Olhando para os tempos idos, podemos constatar que os grandes estadistas como 
Marques do Pombal tinham plena consciência disso. Em tempos mais recentes Barão 
do Rio Branco, grande arquiteto da nação brasileira em seu atual sentido, soube como 
ninguém a suma importância da língua em selar a integridade territorial de um estado. 
 
 É claro que hoje nós vivemos num outro mundo com outras prioridades e outras 
exigências. A realidade geopolítica do mundo de hoje é irreconhecivelmente distinta da 
dos tempos do Marques e do Barão. Por conseguinte urge pensar em novas formas de 
formular a política linguística no Brasil, com vistas a nova ordem mundial que está ai e 
o importante papel reservado ao nosso país nesta nova ordem. 
 
Agradecimento: 
 
Sou grato ao CNPq pela concessão da bolsa de produtividade (Nº. de processo: 
301589/2009-7). 
 
Notas 
 
* O termo ‘política linguística’ comporta diferentes acepções, devido à ambiguidade 
inerente à palavra política, ambiguidade essa que é lexicalmente desfeita pelo menos em 
parte numa língua como o inglês que distingue entre ‘politics’ and ‘policy’. Mesmo no 
sentido de ‘language politics’ o termo ‘política linguística’ é muitas vezes confundido 
com ‘a política da linguistica’ (cf. Rajagopalan, 2008a). 
 
** Uma prova concreta dessa falta de planejamento linguístico pode ser encontrada 
numa matéria publicada no jornal Folha de São Paulo, do dia 5 de agosto de 2012. 

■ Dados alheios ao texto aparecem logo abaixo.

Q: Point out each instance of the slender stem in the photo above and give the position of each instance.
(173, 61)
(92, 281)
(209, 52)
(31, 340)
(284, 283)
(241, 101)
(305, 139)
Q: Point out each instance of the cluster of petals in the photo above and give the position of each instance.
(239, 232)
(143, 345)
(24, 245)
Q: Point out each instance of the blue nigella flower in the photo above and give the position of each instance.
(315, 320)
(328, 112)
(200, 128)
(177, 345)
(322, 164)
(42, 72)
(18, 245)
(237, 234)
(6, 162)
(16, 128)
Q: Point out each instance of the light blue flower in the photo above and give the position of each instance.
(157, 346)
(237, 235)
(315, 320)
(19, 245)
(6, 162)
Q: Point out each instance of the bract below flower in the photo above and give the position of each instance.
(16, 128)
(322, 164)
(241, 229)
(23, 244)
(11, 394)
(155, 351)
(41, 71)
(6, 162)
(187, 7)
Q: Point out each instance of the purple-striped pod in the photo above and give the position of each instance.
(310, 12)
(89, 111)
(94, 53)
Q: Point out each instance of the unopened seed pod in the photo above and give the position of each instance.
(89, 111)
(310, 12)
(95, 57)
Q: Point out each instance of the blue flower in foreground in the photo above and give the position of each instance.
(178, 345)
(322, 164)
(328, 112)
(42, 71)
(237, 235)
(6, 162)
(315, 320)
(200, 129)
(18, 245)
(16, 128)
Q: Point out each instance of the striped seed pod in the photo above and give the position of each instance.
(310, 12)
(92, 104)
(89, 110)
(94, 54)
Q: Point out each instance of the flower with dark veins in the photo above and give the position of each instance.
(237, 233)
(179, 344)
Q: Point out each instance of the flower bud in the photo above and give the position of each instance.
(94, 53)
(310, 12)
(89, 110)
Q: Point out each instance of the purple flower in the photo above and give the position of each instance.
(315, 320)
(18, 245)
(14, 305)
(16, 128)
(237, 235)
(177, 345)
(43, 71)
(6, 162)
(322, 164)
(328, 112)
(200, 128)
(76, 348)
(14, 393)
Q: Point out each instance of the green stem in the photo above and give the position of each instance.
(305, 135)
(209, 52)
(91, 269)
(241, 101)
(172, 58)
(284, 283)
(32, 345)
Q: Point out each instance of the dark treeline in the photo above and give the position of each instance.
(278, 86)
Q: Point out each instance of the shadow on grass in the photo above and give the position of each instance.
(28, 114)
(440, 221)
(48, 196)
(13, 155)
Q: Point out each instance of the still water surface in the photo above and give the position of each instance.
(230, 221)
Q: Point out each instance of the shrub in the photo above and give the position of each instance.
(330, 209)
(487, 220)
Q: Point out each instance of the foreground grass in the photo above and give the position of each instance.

Intitulada ‘Brasil de oportunidades faz curso de português ‘bombar’’, o corpo do texto 
na página C4 traz um alerta: “[...] o lado mais perverso da aparente bonança: falta de 
mão de obra qualificada”. E acrescenta: “É esse um dos motivos pelos quais a criação 
de novas vagas vem se esfriando. É também por isso que jovens estrangeiros mais 
escolarizados vêem perspectivas por aqui”. Desnecessário dizer que a situação descrita 
pelas redatoras da matéria nos dá motivos de preocupação. A maior ironia de tudo é a 
possibilidade acenada (ou pelo menos deixada em aberto), talvez não propositadamente, 
de que os jovens estrangeiros venham a não só aprender o idioma e, mas suprir a falta, 
quem diria, da mão de obra qualificada para atender à demanda criada pela vinda de 
outros jovens estrangeiros com objetivos de aprender a língua portuguesa e se ingressar 
no mercado de trabalho nacional. Felizmente, as autoras do texto jornalístico terminam 
seu texto com uma nota otimistista. “O consolo,” dizem elas, “é que a doença tem cura, 
desde que os governos se apressem” e arriscam um prazo para o tomada das medidas 
corretivas: ‘Essa janela se fecha daqui a mais ou menos dez anos”.